You can see below that I've published a couple reader comments about the Muslim cartoon controversy in Europe. I should say, as I've said before many times, that when I reprint something a reader writes in to me that does not necessarily mean that I agree with it in every respect. Certainly, it's not random that I pick out one comment over another; the ones I pick have struck some chord for me and I want to pass them on. Still, don't read the reprinting as a proxy for agreement.
In any case, there is a hint of the absurd in this story, the way continents of people get swept up in reaction to some simple pictures. But this episode seems like a model for what I imagine we'll be living with for the rest of our lives. There's something peculiarly 21st century about this conflict -- both in the way that it's rooted in the world of media and also in the way that it shows these two societies or cultures ... well, all I can think of to use is the clunky 21st centuryism -- they can't interface. The gap is too large. The language is too different. One's coming in at 30 degree angle, the other at 90.
There were episodes vaguely like this in India during the Raj, probably in other parts of the British empire (read Churchill's The River War) and other European colonial empires. But the outraged Muslims were thousands of miles away from the colonial centers. So it was a problem of Imperial management. It didn't hit home.
For Europea and North America, this hits home.
A number of readers have written in this evening and explained that the source of Muslim outrage is not that Muslims are being stereotyped as violent. It is that there is a specific and deeply-held taboo in Islam against graphical portrayals of Mohammed. You're not supposed to draw pictures of Mohammed, to put it quite simply. And you're especially not supposed to draw pictures that are insulting of the religion or portray him in sacrilegious ways.
I know that. I already knew it. I know the whole backstory.
In isolation, in the abstract, it's certainly a taboo I'd want to respect, or at least not needlessly offend.
But all of that is beside the point. An open society, a secular society can't exist if mob violence is the cost of giving offense. And that does seem like what's on offer here. That's the crux of this issue -- that the response is threatened violence and more practical demands that such outrages must end. It's back to the fatwa against Salman Rushdie and the Satanic Verses (which, if you're only familiar with it as a 'controversy' is a marvelously good book) -- if on a less literary and more amorphous level.
The price of blasphemy is death. And among many in the Muslim world it is not sufficient that those rules apply in their countries. They should apply everywhere. Perhaps something so drastic isn't called for -- at least in the calmer moments or settled counsels. But at least European governments are supposed to clamp down on their presses to heal the breach.
In a sense how can such claims respect borders? The media, travel and electronic interconnections of the world make borders close to meaningless.

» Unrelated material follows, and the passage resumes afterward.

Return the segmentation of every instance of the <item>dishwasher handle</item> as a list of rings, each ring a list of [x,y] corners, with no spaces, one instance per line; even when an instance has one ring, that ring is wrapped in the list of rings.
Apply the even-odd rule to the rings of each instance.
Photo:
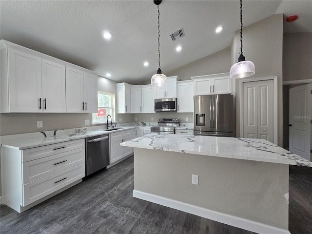
[[[92,140],[89,140],[87,142],[88,143],[90,142],[96,142],[97,141],[100,141],[101,140],[104,140],[108,139],[108,136],[104,136],[104,137],[99,137],[97,138],[96,139],[93,139]]]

So liberal mores versus theocratic mores. Where's the possible compromise? There isn't any. On the face of it this gets portrayed as an issue of press freedom. But this is much more fundamental. 'Press freedom' is just one cog in the machinery of a society that doesn't believe in or accept the idea of 'blasphemy'. Now, an important cog? Yes. But I think we're fooling ourselves to reduce this to something so juridical and rights based.
I don't want to imply this is only a Muslims versus modernity issue. I know not all Muslims embrace these views. More to the point, it's not only Muslims who do. You see it among the haredim in Israel. And I see it with an increasing frequency here in the US. Is it just me or does it seem that more and more often there are public controversies in which 'blasphemy' is considered some sort of legitimate cause of action -- as if 'blasphemy' can actually have any civic meaning in a society like ours. Anyway, you get the idea.
Much, probably most of what gets talked about as the 'war on terror' in politics today is a crock -- a stalking horse for political power grabs, a masquerade of rage and revanchism, a running excuse for why we've made so many stupid decisions over the last five years. In some cases, on a more refined plain, it's rooted in intellectual or existential boredom. But beyond all the mumbojumbo about how we're helping ourselves by permanently occupying Iraq and running the country's finances into the ground, there is a conflict. There is a basic rupture in the world.
(Along these lines, read this short Talk of the Town piece in this week's New Yorker. A lot of meaning is packed into a very short space.)
It's not the US or the West versus Islam. At least it's not that simple. In any case, the government in this country is too close to illiberalism, militarism and theocracy for that to work as a model. But it is there -- liberalism and authoritarianism, modernity and theocracy.